Dimon: To Fix Housing, Everyone Should Get in a Room and Decide to Do My Bidding

Jamie Dimon has a big plan to fix the housing market. It mirrors John McCain’s big plan to fix Iraq: get people in a room and yell “Stop the bullshit!”

“I would convene all the people involved in the business, I would close the door, I’d stay there until we resolved a bunch of these issues so we could have a more healthy mortgage market,” the 55-year-old chief executive officer of JPMorgan Chase & Co. said today.

The patchwork of U.S. and international regulatory policies governing the housing and mortgage markets are hampering recovery here and abroad, Dimon said on a conference call with analysts after the New York-based bank released fourth-quarter earnings. In the U.S., state foreclosure laws conflict with a variety of federal policies on refinancing or modifying loans to troubled borrowers, Dimon said.

Leadership is needed to overhaul the industry, including reviving the market for private-label residential mortgage bonds and reforming regulations governing mortgage repurchases and foreclosures, he said.

“You could fix all this if someone was in charge,” Dimon said, tapping on the table for emphasis. “No one is in charge.”

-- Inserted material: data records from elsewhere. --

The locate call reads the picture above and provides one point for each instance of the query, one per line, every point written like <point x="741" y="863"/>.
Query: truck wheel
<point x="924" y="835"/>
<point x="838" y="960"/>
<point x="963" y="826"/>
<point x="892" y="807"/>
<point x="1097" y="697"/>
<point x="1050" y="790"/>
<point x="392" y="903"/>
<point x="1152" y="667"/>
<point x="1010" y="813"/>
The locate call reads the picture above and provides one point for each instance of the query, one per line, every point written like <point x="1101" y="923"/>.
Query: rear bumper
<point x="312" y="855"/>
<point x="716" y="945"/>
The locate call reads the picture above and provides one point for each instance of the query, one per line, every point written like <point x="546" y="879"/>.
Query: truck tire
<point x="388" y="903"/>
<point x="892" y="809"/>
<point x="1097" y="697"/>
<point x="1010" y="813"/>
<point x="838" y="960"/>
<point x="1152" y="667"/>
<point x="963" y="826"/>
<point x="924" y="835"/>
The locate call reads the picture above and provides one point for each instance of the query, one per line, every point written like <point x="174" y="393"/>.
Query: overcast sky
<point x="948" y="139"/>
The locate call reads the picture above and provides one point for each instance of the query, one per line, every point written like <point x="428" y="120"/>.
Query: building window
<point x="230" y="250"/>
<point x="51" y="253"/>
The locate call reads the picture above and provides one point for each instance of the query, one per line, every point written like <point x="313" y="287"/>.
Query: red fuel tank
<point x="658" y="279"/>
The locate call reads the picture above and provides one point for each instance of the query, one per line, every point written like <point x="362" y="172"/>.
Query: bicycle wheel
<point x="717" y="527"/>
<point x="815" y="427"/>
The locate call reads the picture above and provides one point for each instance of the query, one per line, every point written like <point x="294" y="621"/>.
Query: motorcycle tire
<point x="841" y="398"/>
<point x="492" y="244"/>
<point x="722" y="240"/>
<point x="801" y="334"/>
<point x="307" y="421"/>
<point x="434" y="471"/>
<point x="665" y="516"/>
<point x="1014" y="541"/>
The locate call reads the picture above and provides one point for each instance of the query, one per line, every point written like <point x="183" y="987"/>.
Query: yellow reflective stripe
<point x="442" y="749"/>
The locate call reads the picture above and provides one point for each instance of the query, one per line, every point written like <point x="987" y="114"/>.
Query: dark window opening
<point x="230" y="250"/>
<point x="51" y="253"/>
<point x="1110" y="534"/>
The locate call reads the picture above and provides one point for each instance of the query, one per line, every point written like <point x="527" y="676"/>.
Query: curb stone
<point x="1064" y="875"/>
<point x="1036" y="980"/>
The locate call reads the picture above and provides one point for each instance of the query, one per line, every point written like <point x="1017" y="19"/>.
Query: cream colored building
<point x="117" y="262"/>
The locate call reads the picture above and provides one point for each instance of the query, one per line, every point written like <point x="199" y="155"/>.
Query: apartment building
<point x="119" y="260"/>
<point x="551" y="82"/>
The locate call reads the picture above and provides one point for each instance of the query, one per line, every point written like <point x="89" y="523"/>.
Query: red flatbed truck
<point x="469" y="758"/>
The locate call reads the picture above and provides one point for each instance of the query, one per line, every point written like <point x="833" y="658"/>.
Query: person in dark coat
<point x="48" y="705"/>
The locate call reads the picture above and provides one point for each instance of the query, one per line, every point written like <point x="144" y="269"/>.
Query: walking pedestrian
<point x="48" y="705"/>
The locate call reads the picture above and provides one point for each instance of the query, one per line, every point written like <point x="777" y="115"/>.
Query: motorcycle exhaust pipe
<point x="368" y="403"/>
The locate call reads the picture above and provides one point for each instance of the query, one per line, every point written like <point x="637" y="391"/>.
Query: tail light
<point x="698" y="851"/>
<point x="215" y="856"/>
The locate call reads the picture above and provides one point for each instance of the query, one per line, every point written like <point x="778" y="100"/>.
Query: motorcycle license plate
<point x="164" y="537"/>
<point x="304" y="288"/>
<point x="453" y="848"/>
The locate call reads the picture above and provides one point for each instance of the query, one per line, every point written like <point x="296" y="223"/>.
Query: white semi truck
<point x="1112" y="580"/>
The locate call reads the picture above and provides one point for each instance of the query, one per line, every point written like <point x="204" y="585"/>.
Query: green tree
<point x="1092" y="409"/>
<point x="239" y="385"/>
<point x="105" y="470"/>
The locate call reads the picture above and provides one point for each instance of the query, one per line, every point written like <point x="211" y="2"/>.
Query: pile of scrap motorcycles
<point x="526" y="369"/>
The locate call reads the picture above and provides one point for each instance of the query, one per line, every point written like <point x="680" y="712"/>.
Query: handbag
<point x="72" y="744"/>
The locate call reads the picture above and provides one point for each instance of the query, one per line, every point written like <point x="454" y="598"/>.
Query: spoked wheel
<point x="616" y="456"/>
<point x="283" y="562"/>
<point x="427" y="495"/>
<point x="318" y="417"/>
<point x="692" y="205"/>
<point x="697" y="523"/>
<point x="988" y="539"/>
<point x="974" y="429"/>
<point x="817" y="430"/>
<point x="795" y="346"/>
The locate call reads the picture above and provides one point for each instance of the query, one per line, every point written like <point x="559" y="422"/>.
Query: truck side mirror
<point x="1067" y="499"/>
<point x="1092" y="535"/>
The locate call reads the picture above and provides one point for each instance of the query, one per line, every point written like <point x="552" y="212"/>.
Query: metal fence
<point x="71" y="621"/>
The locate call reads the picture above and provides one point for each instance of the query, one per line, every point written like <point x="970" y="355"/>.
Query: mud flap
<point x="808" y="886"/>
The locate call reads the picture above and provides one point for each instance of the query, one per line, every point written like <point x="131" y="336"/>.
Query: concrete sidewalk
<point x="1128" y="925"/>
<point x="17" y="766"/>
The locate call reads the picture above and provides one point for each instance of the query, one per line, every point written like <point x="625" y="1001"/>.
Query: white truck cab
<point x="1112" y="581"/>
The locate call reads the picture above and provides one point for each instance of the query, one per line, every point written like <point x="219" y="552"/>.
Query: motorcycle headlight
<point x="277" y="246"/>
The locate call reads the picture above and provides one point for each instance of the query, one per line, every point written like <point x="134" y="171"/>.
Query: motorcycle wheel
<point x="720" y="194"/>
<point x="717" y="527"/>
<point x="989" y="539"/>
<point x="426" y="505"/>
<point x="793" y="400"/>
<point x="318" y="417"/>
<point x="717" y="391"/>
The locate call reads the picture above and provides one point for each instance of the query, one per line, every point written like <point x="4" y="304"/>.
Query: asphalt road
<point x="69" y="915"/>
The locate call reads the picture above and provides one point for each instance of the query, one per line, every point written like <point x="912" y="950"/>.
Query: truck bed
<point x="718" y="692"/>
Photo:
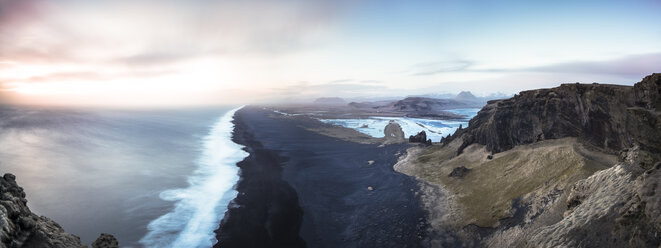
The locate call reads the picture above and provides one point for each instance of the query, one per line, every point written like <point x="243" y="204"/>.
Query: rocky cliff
<point x="22" y="228"/>
<point x="610" y="117"/>
<point x="572" y="166"/>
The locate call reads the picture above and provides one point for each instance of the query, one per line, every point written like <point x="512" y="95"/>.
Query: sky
<point x="204" y="52"/>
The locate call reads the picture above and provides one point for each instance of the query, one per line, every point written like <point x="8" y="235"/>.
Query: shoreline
<point x="313" y="190"/>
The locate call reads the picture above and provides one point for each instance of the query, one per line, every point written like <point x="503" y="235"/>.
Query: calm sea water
<point x="435" y="129"/>
<point x="154" y="178"/>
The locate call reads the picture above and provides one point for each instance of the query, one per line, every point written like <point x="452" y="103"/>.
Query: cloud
<point x="633" y="65"/>
<point x="341" y="81"/>
<point x="307" y="90"/>
<point x="433" y="68"/>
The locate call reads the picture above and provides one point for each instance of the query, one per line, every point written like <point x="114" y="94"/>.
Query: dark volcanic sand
<point x="291" y="168"/>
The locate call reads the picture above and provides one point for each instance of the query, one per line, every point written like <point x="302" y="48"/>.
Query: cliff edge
<point x="22" y="228"/>
<point x="571" y="166"/>
<point x="608" y="117"/>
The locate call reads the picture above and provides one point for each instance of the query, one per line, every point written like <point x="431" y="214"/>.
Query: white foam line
<point x="200" y="207"/>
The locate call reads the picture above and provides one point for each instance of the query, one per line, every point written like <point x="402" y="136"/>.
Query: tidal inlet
<point x="290" y="123"/>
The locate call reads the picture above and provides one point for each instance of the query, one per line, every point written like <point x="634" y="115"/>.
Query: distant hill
<point x="330" y="101"/>
<point x="466" y="96"/>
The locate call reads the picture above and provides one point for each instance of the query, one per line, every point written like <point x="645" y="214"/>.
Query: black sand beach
<point x="299" y="188"/>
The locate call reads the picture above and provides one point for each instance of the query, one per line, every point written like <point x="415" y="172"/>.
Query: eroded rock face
<point x="21" y="227"/>
<point x="105" y="241"/>
<point x="617" y="207"/>
<point x="421" y="137"/>
<point x="393" y="133"/>
<point x="610" y="117"/>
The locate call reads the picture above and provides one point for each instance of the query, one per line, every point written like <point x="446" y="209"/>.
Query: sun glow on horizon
<point x="196" y="53"/>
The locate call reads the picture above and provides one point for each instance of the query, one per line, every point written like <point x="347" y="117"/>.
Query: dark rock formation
<point x="393" y="133"/>
<point x="421" y="137"/>
<point x="610" y="117"/>
<point x="459" y="172"/>
<point x="105" y="241"/>
<point x="21" y="227"/>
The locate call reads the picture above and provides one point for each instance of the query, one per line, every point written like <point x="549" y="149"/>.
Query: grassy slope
<point x="485" y="194"/>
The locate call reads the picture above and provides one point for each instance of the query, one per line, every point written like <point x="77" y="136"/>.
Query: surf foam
<point x="200" y="207"/>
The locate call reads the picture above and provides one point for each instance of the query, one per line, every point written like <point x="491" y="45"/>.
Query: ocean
<point x="435" y="129"/>
<point x="154" y="178"/>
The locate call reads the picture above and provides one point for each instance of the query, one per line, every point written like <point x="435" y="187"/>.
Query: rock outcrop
<point x="105" y="241"/>
<point x="421" y="137"/>
<point x="393" y="133"/>
<point x="544" y="170"/>
<point x="610" y="117"/>
<point x="22" y="228"/>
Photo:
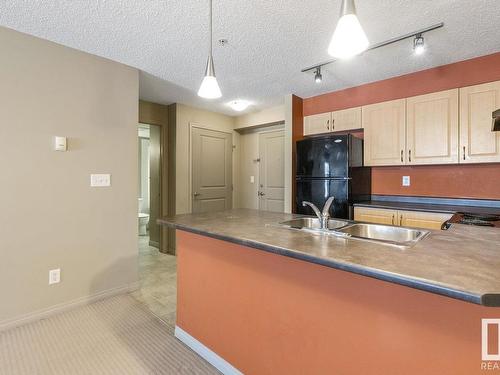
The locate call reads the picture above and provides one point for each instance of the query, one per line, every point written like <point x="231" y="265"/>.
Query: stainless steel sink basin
<point x="398" y="236"/>
<point x="313" y="223"/>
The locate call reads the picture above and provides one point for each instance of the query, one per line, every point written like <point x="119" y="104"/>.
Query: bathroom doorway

When Dimon says “no one is in charge,” he really means that nobody has been able to intimidate those few Attorneys General and other regulators who actually take their job description seriously. If only they would fall in line, the problem could get “solved.” And by solved, Dimon means he could throw a few dollars to (insufficiently) compensate victims of what he would call irregularities, and keep doing what he wants. Dimon really has a problem with federalism, and a far bigger problem with the rule of law.